In recent years, voice-based virtual assistants such as Google Assistant and Amazon Alexa have grown popular. This has presented both potential and challenges for natural language understanding (NLU) systems. These devices’ production systems are often trained by supervised learning and rely significantly on annotated data. But, data annotation is costly and time-consuming. Furthermore, model updates using offline supervised learning can take long and miss trending requests.
In the underlying architecture of voice-based virtual assistants, the NLU model often categorizes user requests into hypotheses for downstream applications to fulfill. A hypothesis comprises two tags: user intention (intent) and Named Entity Recognition (NER). For example, the valid hypothesis for “play a Madonna song” will be: PlaySong intent, ArtistName – Madonna.
A new Amazon research introduces deep reinforcement learning strategies for NLU ranking. Their work analyses a ranking question in an NLU system in which entirely independent domain experts generate hypotheses with their features, where a domain is a functional area such as Music, Shopping, or Weather. These hypotheses are then ranked based on their scores, calculated based on their characteristics. As a result, the ranker must calibrate features from domain experts and select one hypothesis according to policy.
They look at linear correlations between hypothesis characteristics and scores using the usual contextual multiarmed bandit technique. Then they use policy gradient algorithms and Q-learning algorithms to generalize to nonlinear relationships.
For hypotheses, they describe the problem as a contextual multiarmed bandit, with arms representing the scores derived by domain experts, known as domain rankers. Because the arms are independent, the features for hypotheses in a domain are not accessible by other domain rankers. Furthermore, each domain ranker produces scores for several hypotheses simultaneously. As a result, the setup necessitates a novel reinforcement learning approach with partially observed contexts and multi-action estimations.
The researchers use recent breakthroughs in deep reinforcement learning to provide an alternate online training technique. The sample return is used to estimate the value of the state-action pair in the policy gradient method.

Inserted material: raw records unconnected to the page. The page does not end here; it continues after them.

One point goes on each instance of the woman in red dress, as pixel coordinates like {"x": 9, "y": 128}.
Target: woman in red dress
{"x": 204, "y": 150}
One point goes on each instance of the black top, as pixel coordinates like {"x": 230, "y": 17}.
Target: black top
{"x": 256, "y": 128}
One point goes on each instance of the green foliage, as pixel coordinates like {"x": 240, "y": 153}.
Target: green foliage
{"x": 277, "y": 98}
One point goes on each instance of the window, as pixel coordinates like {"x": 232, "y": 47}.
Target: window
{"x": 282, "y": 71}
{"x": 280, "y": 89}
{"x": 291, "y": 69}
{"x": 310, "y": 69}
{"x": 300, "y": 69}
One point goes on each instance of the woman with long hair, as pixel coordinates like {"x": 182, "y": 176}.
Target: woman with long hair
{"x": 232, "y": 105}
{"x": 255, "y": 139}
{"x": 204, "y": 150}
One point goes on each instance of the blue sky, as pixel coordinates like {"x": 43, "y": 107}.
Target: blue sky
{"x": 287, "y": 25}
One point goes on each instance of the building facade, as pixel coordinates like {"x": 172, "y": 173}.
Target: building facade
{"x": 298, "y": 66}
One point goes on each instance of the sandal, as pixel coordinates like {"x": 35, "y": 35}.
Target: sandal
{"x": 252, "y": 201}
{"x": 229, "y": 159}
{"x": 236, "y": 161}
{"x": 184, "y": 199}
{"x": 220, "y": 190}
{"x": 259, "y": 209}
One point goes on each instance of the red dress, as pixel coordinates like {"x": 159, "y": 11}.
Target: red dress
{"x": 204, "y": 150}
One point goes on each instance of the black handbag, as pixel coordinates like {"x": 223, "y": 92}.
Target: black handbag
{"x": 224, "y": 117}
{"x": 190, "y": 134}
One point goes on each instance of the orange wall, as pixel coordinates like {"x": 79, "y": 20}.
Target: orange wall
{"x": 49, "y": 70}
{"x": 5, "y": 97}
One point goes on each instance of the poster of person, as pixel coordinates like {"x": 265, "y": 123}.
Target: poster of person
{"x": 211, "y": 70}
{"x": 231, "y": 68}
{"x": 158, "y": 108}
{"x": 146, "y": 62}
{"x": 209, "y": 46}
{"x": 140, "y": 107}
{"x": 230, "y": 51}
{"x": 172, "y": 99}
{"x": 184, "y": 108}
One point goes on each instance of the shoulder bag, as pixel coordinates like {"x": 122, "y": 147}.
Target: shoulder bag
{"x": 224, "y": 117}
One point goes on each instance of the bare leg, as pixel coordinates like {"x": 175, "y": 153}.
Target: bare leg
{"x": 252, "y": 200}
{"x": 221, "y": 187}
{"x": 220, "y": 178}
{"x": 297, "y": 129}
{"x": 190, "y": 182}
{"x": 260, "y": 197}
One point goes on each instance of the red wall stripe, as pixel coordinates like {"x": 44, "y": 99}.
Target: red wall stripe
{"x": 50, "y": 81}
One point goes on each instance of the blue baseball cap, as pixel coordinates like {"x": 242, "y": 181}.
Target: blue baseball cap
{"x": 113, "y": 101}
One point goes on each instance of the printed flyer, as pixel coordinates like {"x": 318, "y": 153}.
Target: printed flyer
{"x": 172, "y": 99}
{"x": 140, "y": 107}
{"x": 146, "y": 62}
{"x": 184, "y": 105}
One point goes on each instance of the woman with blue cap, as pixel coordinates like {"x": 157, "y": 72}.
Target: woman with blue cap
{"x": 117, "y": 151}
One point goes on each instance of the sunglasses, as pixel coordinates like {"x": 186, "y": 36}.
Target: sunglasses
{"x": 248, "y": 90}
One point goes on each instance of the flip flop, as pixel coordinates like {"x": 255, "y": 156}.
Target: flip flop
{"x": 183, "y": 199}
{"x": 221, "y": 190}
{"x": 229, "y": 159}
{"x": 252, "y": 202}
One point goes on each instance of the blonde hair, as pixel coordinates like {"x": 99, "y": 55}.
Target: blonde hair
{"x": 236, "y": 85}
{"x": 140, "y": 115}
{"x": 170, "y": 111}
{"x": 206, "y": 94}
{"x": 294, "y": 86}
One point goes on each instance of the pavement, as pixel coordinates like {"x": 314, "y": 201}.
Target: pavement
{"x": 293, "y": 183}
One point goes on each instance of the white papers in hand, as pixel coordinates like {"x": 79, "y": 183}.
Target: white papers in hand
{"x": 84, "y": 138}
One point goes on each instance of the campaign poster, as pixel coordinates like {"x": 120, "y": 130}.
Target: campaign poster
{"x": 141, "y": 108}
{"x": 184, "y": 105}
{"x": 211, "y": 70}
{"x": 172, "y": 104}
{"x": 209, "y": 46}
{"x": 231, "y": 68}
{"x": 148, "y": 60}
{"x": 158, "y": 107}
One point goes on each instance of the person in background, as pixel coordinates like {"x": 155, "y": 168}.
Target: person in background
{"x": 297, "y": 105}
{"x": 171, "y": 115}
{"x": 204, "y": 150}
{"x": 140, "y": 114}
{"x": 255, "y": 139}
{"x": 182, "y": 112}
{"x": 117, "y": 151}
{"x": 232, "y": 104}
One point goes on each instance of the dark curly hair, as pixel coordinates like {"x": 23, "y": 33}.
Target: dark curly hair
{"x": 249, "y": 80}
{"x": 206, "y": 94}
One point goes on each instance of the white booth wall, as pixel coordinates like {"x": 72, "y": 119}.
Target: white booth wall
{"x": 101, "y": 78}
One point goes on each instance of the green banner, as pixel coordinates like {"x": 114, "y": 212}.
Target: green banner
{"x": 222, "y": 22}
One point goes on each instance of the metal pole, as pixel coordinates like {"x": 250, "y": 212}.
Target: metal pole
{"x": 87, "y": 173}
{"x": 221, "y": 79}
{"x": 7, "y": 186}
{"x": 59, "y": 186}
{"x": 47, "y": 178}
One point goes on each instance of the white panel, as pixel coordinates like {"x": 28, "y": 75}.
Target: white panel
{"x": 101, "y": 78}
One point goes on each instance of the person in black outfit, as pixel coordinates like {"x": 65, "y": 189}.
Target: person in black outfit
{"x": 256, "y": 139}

The proposed method relies on implicit user feedback signals to calculate the rewards associated with samples in recorded data rather than human annotation. If the chosen NLU hypothesis meets the customer’s needs, a positive reward is given, and a negative reward is given if it does not. This approach can quickly catch up on trending requests because the training method allows for automatic model modifications during runtime.
The researchers use two sets of data to present the findings of a simulation experiment, as below:
- Annotated data, where the expected answer is the ground truth and is decided by human annotators
- Unannotated logged historical data, where the ground-truth is unknown, the expected response (considered ground-truth) is determined by implicit user input.
The IRER (exact-match hypothesis error rate) and ICER (intent classification error rate) are two metrics used by the researchers to explain their findings in these trials.
The results reveal that the novel technique reduces the exact-match hypothesis and intent classification error rates by 4% and 18%, respectively, compared to the baseline models. The team plans to employ user friction in a more sophisticated way by accounting for the uncertainty in friction estimation in the rewarding process. They also aim to improve the exploration process during online learning, for example, by utilizing look-ahead procedures.